As I have blogged about extensively on this site here, here, and here, amongst dozens of other articles and interviews I have done on this topic, clinical trial regulations in India have tightened to the point where Pharmaceutical Sponsors and CRO’s are conducting their trials elsewhere, mostly China and other Asian countries, although regulations are starting to tighten up there as well.

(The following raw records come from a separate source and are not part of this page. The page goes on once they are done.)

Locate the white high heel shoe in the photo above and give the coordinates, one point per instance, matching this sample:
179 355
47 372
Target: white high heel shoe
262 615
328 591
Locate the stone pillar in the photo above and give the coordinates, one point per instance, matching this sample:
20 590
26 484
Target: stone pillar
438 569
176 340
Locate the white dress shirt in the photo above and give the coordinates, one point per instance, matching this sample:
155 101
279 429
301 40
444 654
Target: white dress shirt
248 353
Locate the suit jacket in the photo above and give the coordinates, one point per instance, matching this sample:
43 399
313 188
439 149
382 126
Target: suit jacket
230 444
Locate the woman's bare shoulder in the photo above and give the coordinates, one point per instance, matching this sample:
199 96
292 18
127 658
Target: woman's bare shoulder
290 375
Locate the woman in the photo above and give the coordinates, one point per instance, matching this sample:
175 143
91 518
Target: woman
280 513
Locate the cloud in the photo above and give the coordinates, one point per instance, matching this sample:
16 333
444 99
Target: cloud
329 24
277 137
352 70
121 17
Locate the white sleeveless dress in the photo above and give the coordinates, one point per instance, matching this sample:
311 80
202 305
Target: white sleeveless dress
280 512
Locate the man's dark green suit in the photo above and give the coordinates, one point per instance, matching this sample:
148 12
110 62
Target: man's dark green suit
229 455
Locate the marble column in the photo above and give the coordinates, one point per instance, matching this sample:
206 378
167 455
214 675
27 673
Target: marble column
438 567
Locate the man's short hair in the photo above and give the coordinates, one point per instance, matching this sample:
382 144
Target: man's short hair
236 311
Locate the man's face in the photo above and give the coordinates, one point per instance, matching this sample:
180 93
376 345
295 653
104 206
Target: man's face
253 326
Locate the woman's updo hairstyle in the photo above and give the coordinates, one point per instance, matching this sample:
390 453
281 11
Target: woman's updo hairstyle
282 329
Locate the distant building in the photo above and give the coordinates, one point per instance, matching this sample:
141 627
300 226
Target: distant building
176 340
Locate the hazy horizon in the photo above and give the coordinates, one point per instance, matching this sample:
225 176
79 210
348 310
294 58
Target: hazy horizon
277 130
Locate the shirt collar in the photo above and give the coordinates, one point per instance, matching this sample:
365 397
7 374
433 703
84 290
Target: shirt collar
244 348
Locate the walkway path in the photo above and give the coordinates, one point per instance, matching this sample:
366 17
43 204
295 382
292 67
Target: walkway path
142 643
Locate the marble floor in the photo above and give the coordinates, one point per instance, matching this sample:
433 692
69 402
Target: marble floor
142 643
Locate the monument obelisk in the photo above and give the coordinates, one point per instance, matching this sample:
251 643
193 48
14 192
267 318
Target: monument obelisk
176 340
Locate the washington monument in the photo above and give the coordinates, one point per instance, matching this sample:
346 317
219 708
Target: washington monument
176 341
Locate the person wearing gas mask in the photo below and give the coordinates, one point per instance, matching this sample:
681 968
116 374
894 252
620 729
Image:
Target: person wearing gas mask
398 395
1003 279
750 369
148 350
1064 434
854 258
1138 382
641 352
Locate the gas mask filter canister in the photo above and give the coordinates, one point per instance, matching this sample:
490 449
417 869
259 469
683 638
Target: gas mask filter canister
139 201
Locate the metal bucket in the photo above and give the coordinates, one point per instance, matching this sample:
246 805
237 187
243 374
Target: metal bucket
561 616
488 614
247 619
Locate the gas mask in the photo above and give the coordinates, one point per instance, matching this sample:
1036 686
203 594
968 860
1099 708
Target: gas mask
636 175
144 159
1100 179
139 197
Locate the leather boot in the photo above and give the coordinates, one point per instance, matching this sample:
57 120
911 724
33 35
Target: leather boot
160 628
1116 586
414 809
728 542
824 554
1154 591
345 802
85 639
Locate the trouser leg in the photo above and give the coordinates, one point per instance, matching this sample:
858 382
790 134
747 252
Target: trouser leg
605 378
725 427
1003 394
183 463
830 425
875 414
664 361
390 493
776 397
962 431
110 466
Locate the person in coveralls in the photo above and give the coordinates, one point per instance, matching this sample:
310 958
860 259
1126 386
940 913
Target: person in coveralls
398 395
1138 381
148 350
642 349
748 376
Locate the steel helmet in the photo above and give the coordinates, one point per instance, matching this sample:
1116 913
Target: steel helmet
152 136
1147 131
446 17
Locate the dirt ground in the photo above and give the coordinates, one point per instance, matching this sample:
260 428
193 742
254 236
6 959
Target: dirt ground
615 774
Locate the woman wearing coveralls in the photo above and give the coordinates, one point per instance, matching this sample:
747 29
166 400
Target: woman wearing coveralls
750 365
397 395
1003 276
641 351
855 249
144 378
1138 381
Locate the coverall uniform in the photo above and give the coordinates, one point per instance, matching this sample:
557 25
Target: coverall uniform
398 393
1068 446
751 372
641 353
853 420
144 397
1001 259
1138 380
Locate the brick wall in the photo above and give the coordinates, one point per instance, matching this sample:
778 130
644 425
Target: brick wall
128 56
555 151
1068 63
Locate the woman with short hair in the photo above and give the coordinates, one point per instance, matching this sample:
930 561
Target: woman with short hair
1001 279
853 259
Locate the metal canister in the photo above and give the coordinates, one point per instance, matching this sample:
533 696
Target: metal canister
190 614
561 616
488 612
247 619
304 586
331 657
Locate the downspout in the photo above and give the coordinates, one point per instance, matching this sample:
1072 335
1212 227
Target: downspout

According to a story in one of India’s largest publications earlier this month, from January to April of 2013, only 12 trials were granted approval (meaning ability to actually begin conducting the trials) by the DCGI (think Indian FDA) as opposed to hundreds of trials being approved under the same timeframe in years past. I believe it’s safe to say that the Indian clinical trial “gold rush” is officially over, and while the clinical research industry will eventually stabilize in that country, it’s bragging rights as clinical trial outsourcing capital of the world exist no longer.
Some of the new regulations implemented by the Indian Supreme Court are to establish minimum compensation levels for any trial participant that experiences a serious adverse event or death, and establishing independent ethics committees such as those which exist in the United States and Europe that are comprised of members not associated with the outcomes of the trials. While this does not seem like too much to ask, most Pharma and CRO companies have already moved on to other outsourcing countries such as China for conducting their trials cheaper and quicker. One can only hope that they learn there lessons from the Indian experiences.